Spór naukowców budzi ankieta, za pomocą której badany ma być stosunek polskiej młodzieży do Żydów i Holokaustu. Jedno z pytań brzmi: "Czy zgadzasz się z opinią, że Żydzi mają zbyt dużo wpływu na świecie?". Część socjologów uważa, że takie badanie może wzmagać negatywne stereotypy. Ireneusz Krzemiński tłumaczy: - To jest kwestionariusz, a nie pranie mózgu.

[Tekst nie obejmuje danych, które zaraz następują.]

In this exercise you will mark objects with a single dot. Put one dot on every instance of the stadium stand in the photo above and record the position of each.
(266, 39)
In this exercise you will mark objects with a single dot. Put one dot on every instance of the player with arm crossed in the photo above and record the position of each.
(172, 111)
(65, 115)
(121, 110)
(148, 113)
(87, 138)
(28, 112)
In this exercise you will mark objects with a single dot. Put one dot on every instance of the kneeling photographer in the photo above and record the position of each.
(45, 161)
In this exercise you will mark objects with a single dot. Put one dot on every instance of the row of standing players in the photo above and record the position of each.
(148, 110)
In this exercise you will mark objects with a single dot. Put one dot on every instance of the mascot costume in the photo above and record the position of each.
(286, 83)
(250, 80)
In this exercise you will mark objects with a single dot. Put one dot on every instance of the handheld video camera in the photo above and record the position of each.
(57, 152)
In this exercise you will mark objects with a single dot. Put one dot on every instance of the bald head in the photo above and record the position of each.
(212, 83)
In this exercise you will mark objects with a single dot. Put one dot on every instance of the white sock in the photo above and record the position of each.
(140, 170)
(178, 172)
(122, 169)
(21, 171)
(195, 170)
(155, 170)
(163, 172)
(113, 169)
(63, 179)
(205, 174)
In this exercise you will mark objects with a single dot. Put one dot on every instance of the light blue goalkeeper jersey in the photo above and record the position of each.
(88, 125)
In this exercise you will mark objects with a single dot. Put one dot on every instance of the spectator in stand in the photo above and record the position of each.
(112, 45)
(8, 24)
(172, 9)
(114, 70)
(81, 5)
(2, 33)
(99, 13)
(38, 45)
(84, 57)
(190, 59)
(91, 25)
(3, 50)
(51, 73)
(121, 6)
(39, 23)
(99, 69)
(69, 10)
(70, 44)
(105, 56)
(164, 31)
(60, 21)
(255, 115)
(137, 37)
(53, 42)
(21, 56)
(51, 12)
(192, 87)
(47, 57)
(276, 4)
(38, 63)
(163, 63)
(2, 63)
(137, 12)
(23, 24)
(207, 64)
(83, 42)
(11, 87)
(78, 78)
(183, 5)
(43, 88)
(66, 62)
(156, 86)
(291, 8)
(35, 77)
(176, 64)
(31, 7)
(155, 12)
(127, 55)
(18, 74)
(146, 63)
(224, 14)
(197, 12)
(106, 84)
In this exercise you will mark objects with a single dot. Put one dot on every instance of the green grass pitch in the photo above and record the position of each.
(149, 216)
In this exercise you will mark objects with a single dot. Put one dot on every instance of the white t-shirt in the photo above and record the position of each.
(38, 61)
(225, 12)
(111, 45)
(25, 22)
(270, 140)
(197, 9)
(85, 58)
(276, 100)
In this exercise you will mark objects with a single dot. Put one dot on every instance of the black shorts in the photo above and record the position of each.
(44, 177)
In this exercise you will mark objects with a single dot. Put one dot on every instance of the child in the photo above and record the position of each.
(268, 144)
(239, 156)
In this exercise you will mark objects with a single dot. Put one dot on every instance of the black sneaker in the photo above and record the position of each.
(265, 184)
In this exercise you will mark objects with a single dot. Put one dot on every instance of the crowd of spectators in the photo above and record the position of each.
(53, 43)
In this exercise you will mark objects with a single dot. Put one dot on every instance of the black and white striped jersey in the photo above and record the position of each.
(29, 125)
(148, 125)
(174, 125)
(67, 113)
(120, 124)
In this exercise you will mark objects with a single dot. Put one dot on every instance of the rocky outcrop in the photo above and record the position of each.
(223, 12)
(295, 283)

O ankiecie doniósł dziennik "Polska".
Jej autorką jest dr Jolanta Ambrosewicz-Jacobs, dyrektor Centrum Badań Holokaustu Uniwersytetu Jagiellońskiego. Kwestionariusz zbudowany jest tak, że respondenci mają powiedzieć czy zgadzają się, czy też nie, ze stwierdzeniami w nim zawartymi. Kontrowersje budzić mają pytania, na które odpowiedzieć ma badana młodzież. Wśród nich znajdują się takie: "Niektórzy ludzie twierdzą, że wiele zbrodni w obozie w Oświęcimiu i w innych obozach koncentracyjnych w rzeczywistości nie miało miejsca"; "Niektórzy uważają, iż Holokaust nie jest ważny dzisiaj, ponieważ miał miejsce ponad 60 lat temu"; "Żydzi mają zbyt duży wpływ na niektóre dziedziny życia społeczeństwa polskiego " czy "Na współczesnych Żydach ciąży odpowiedzialność za ukrzyżowanie Chrystusa".
Badanie czy pranie?
Zdaniem części akademików, takie stwierdzenia mogą wzmacniać antysemickie stereotypy. – Jestem ciekaw, czy twórcy tego narzędzia zdają sobie sprawę, że budzi ono, utrwala, a nawet rodzi negatywne stereotypy – pyta psycholog społeczny Jacek Santorski. – Jest to po prostu źle skonstruowane narzędzie badawcze – skwitowała Maria Flis, socjolożka z Uniwersytetu Jagiellońskiego. – Choć z logicznego punktu widzenia formularz zawiera pytania, to jednak z psychologicznego punktu widzenia są one negatywnym przekazem - uważa Flis.
Z krytyką ankiety nie zgadza się socjolog z Uniwersytetu Warszawskiego, Ireneusz Krzemiński, autor raportu "Antysemityzm w Polsce i na Ukrainie". – To nie jest tak, że nastolatek słyszący pytanie: „Czy zgadzasz się, że Żydzi mają zbyt duży wpływ na sytuację w kraju?”, natychmiast zacznie tak myśleć. On odpowie szczerze, jak myśli - powiedział w rozmowie z dziennikiem "Polska". I zaznaczył: - To jest cały czas sondaż, a nie pranie mózgu.
Ankieta została rozesłana do losowo wybranych liceów. Tysiąc uczniów miało odpowiedzieć na 63 stwierdzenia.